GuyDebord, Gösteri Toplumu adlı eserinde: “Gösteri kendini asla sorgulatmayacak bir gerçeklik olarak sunar. Mesajı, görünen şey iyidir; iyi olan görünür” olduğunu ifade eder. İyiyi kötüyü, güzeli çirkini, haklıyı haksızı ayırabilmemiz için bugünün bütün örüntülerinin dışına çıkıp, gerçekle yüzleşmemiz gerekir. Ancak bu aşamadan sonra yeniden kendimizi tanıyabilir, tanımlayabiliriz. Bu işlemi yaptıktan sonra içeriği dolu bir umuttan bahsedebiliriz. Bugün ikna olduğumuz, uzlaştığımız bütün bu aldatmacadan çıkabiliriz. Ekonomik, sosyal bütün kurguları boşa çıkarabilir yeniden tertemiz bir adım atabiliriz. Kişiliği/şahsiyeti oturmuş, kendi benliğini şekillendirmiş; ahlak ve maneviyatını ikame etmiş bir insanı bulabiliriz. O insan, bu kokuşmuş sadece acı ve yoksulluk üreten yüzyılı dönüştürebilir. Yoksa modern dünyaın çizdiği “her şey yolunda” resmine baka baka geçiyor zaman. Ya kurgu ya gerçek yoksa her şey geçecek.

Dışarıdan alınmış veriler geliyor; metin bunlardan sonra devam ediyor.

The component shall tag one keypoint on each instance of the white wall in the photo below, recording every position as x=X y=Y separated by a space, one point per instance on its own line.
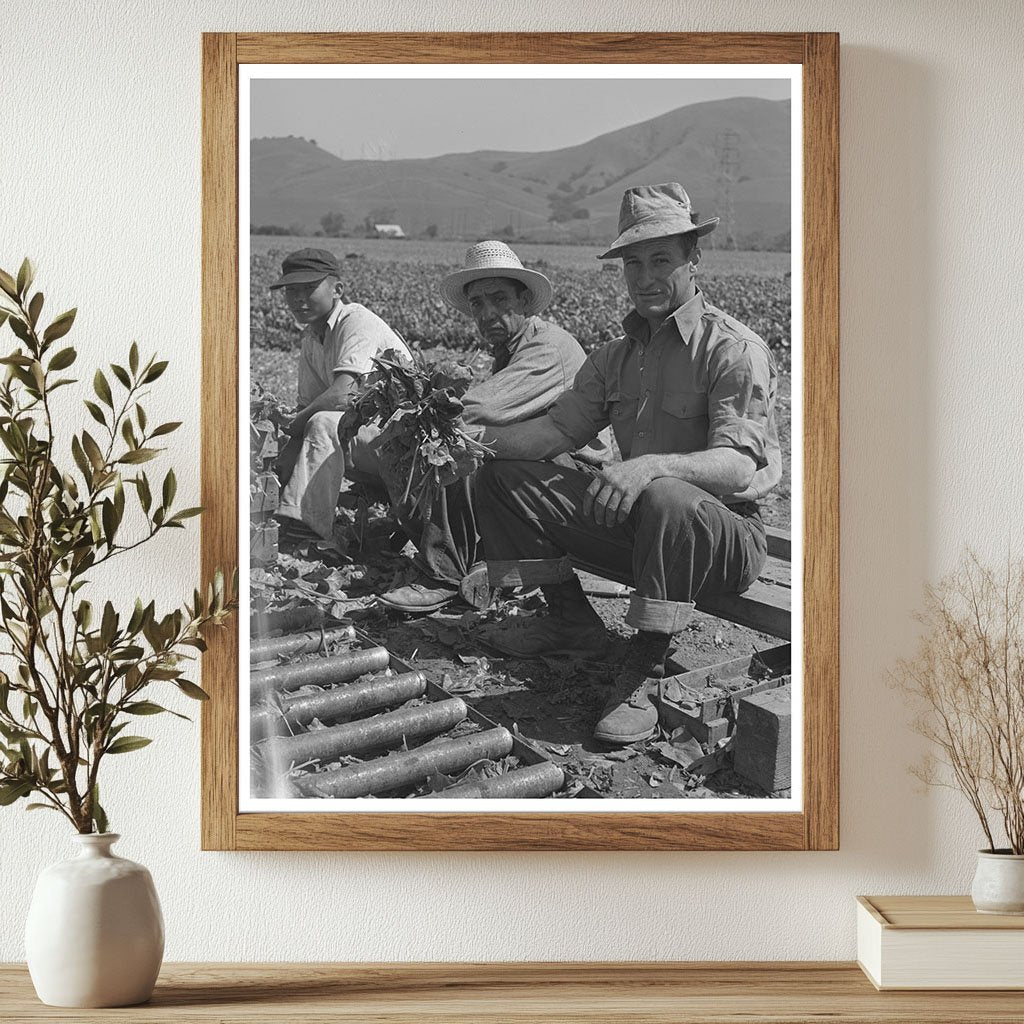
x=99 y=182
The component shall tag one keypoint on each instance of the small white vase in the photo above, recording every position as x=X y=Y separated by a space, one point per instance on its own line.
x=95 y=935
x=998 y=883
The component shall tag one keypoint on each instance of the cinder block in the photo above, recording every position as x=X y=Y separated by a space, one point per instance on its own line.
x=762 y=743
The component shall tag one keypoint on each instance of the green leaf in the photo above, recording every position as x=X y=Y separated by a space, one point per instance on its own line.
x=121 y=374
x=137 y=456
x=143 y=708
x=9 y=792
x=95 y=412
x=124 y=744
x=26 y=274
x=102 y=389
x=98 y=814
x=59 y=327
x=154 y=372
x=192 y=690
x=144 y=497
x=8 y=285
x=92 y=451
x=128 y=433
x=62 y=359
x=170 y=487
x=35 y=308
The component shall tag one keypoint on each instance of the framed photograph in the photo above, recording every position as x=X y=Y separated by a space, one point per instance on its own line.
x=520 y=419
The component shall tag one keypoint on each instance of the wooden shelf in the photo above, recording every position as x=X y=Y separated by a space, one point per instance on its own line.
x=522 y=993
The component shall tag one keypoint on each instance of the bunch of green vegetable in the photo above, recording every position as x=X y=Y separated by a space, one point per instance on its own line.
x=423 y=444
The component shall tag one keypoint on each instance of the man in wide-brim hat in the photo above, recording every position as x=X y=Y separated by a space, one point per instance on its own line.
x=534 y=361
x=690 y=395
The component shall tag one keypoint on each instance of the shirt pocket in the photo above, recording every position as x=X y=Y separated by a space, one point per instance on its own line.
x=685 y=404
x=622 y=408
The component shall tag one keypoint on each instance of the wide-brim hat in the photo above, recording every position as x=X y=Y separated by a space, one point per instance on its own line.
x=495 y=259
x=307 y=266
x=655 y=212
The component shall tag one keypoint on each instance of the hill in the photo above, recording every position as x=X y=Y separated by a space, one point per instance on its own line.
x=569 y=194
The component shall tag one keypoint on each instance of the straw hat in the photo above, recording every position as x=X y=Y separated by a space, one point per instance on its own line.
x=495 y=259
x=655 y=212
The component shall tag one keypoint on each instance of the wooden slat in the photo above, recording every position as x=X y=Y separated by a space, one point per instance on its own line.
x=521 y=993
x=817 y=827
x=219 y=428
x=526 y=47
x=821 y=569
x=763 y=607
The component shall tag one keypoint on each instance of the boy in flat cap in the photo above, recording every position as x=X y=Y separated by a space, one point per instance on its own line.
x=338 y=344
x=689 y=392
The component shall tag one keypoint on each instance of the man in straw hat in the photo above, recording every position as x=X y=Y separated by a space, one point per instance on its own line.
x=534 y=361
x=690 y=394
x=337 y=346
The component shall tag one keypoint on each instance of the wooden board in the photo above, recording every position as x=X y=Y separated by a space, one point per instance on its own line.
x=815 y=826
x=764 y=607
x=937 y=912
x=521 y=993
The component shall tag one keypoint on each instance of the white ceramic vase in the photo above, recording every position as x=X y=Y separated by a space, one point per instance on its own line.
x=95 y=935
x=998 y=883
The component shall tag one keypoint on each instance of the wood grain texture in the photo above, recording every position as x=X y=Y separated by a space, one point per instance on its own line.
x=527 y=47
x=219 y=428
x=817 y=827
x=821 y=440
x=954 y=912
x=522 y=993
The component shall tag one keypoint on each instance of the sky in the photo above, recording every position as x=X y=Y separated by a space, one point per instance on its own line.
x=381 y=119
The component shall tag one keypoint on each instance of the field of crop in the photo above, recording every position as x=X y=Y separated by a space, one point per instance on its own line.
x=398 y=280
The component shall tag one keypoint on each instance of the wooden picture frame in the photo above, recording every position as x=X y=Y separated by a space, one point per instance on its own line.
x=813 y=827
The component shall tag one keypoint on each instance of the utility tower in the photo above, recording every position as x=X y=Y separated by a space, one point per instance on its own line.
x=727 y=154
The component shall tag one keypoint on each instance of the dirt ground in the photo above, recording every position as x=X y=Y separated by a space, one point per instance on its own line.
x=554 y=702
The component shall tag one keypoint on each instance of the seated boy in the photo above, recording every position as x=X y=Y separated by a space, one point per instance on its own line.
x=338 y=344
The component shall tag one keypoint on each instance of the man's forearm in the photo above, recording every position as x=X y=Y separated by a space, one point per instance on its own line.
x=719 y=471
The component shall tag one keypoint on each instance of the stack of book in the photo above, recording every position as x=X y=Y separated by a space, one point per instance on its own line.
x=938 y=942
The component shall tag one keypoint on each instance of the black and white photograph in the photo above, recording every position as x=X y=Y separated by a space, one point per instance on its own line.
x=523 y=351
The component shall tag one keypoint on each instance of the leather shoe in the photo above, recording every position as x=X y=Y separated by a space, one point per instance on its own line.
x=420 y=597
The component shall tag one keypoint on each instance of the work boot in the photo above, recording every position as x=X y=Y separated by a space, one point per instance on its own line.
x=631 y=714
x=570 y=628
x=420 y=596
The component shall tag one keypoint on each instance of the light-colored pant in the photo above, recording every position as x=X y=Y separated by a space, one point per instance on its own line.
x=313 y=467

Böylesi zamanların en önemli ilacı harekettir. Hareket eden, çarkın dışına çıkan, aklını ve gönlünü temiz tutmaya çalışanlar diğer insanlar için de umut kaynağıdır. Çünkü hareket eden, döngüyü kıran her adım ister eylemsel ister zihinsel olsun ancak özgün kalanların adımlarıdır. Bu bakımdan güncelin zehirleyici, aldatıcı haline kanmamak için eleştirel aklı ve dolayısı ile de vicdanı harekete geçirmek gerekiyor. Soru sorabilen ve sorusunun peşinden giden her kişi döngüyü kırmaya adaydır ve bu kaos düzeni ile baş edebilecek mental ve fiziki güce sahiptir. Siz iyisi mi size “düşünün” diyenler ile birlikte “düşünün!” Hoşça bakın zatınıza…
Son söz: Dalkavuğun iyisi, efendisi osurduğunda derin derin nefes alırmış.
Tadımlık: “Kalmışım ara yerde, tozdayım, dumandayım
Kirli bir mekândayım, iğrenç bir zamandayım.”
(Abdurrahim Karakoç)
Not 1: Yalnızlık, sessiz ama öğretici bir yoldur; kalbin sükûnetine açılan yol… Çünkü yalnızlık bazen sabrı öğretir; suskunluk, en derin hikâyeleri anlatır. Yalnızlığın en büyük handikapı, uzun sürdüğünde yan etkisi erken ölümdür.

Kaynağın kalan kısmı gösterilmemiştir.